If she had set herself to anger him to silence she could not have succeeded more completely.
“Good-bye,” she said abruptly.
He held her furs for her. And she went so swiftly that he could only follow her to the door. The large shape of the car swallowed her up; and the car twisted softly round the little drive and away to the London road. Minutes later he heard its Klaxon, just one sharp keen, like the harsh cry of a sea-bird....
2
Now two weeks later Ivor received this telegram from Cimiez: “Please come to stay with us here if possible. Trains packed, and sleeping cars unobtainable. Will order car to meet you Ritz, Paris, noon Saturday, to bring you down. Please wire.”
He fingered it, and he thoughtfully stared out of the window. A February prospect is not the best prospect to stare at thoughtfully. It provokes comparisons. The world outside his window was bleak and desolate. The world within his window was bleak and desolate. He wired, and went.
CHAPTER VI
1
Virginia was certainly right about the trains from Paris to the south being packed: there was not a sleeping-car to be had for months to come, and for an ordinary seat one had to fight; so that the capacity of French railway officials for being rude and being bribed was being exercised to the utmost.

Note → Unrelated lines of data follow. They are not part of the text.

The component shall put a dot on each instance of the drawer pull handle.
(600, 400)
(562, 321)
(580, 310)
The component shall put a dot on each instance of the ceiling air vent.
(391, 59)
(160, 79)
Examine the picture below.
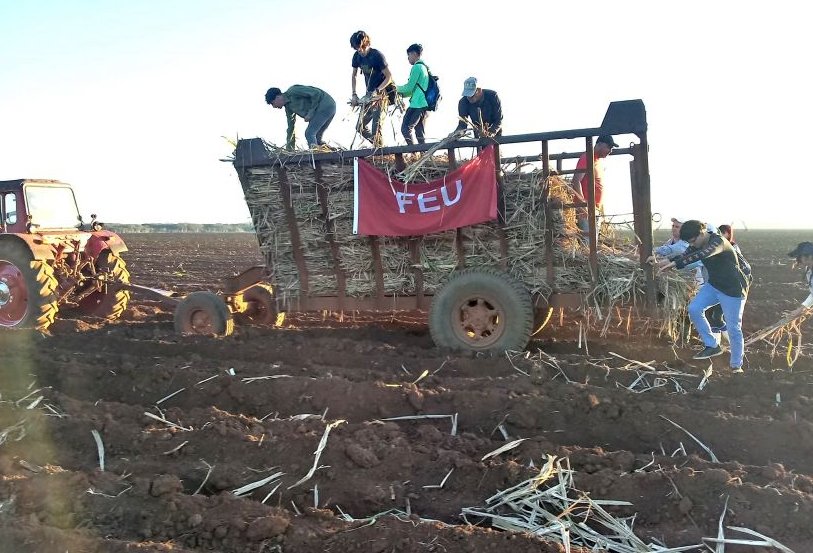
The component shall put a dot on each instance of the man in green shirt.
(415, 90)
(312, 104)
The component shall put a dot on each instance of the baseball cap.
(607, 139)
(804, 248)
(469, 87)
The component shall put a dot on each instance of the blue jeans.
(414, 118)
(320, 121)
(707, 296)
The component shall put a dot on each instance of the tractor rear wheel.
(28, 296)
(262, 305)
(111, 301)
(484, 310)
(203, 313)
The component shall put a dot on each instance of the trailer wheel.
(111, 301)
(482, 310)
(27, 290)
(262, 305)
(203, 313)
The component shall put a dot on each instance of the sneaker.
(708, 352)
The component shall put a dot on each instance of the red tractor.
(50, 260)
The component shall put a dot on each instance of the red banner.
(465, 196)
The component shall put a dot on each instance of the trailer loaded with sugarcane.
(487, 287)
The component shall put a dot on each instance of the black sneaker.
(708, 352)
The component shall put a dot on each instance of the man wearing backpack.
(416, 91)
(481, 108)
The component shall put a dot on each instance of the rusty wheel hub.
(13, 295)
(480, 321)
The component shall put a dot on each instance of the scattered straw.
(549, 505)
(701, 444)
(318, 452)
(99, 447)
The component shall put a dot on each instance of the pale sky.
(130, 101)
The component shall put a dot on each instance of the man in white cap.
(480, 108)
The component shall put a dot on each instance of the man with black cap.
(580, 183)
(313, 104)
(804, 257)
(481, 108)
(725, 284)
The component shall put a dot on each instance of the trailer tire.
(482, 310)
(203, 313)
(262, 305)
(110, 302)
(28, 297)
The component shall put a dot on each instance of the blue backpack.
(432, 92)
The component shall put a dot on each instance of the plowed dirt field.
(184, 422)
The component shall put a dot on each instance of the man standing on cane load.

The douaniers were also charming, and people remarked on the genial smiles with which the passport officials at the ports greeted them.... The dawn of peace, the new year of 1919! What wonder that those who could rushed quickly away from the homes they had so long and vigorously protected, to the bright Mediterranean coast! The Sketch and the Tatler said that the Riviera had “at one bound” regained its pre-war glories of rank, fashion, and riches, and published photographs in proof of same. Carelessness was upon the world again—in 1919—and life glittered as of old, or even brighter. And what wonder—in 1919! Spectres there still were, but solaces abounded....

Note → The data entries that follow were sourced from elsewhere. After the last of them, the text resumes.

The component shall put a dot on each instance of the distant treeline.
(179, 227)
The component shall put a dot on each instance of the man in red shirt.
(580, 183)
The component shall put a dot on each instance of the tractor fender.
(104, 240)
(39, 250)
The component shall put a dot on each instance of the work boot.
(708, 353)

The hill of Cimiez, as all the world knows, adorns the background of the town of Nice; and the hill of Cimiez, as all the world knows, was adorned by Queen Victoria, who stayed there for a period, or two periods, upon its very crest. That crest is now distinguished by a statue of her person and a monument to her name—which is no less than the Hotel Victoria Regina, a very large and white hotel indeed, from whose windows the prospect of the Mediterranean seems but a little thing. A huge white palace it is, reigning on the hill of Cimiez, and quite dominating the smaller white palaces which are scattered about the slope of the hill, one here and the other there, on each side of the winding road that takes adventurous quality down to Nice, the pleasaunce of the mob. The presence of the great queen has left a deep impress on Cimiez, for what streets are not named directly after her despise any but the nomenclature of English majesty: whence come the rue Edward VII., the Avenue de Prince des Galles, the Place Regina, and recently the Avenue George V. Of course there are no shops on Cimiez. Those white patches of elegant shape that you see as your car climbs the winding road from Nice, are villas; and in the villas are rich Greeks from Egypt, India, and Smyrna; Jews from Egypt, India, Smyrna, and England; Englishmen from Lancashire; Americans and Grand Dukes from Paris; and Lord and Lady Tarlyon. And these last in the whitest and most elegant villa of all (the property of Mr. James Michaelson of Lancaster Gate) at the far end of the rue Edward (not Edouard) VII.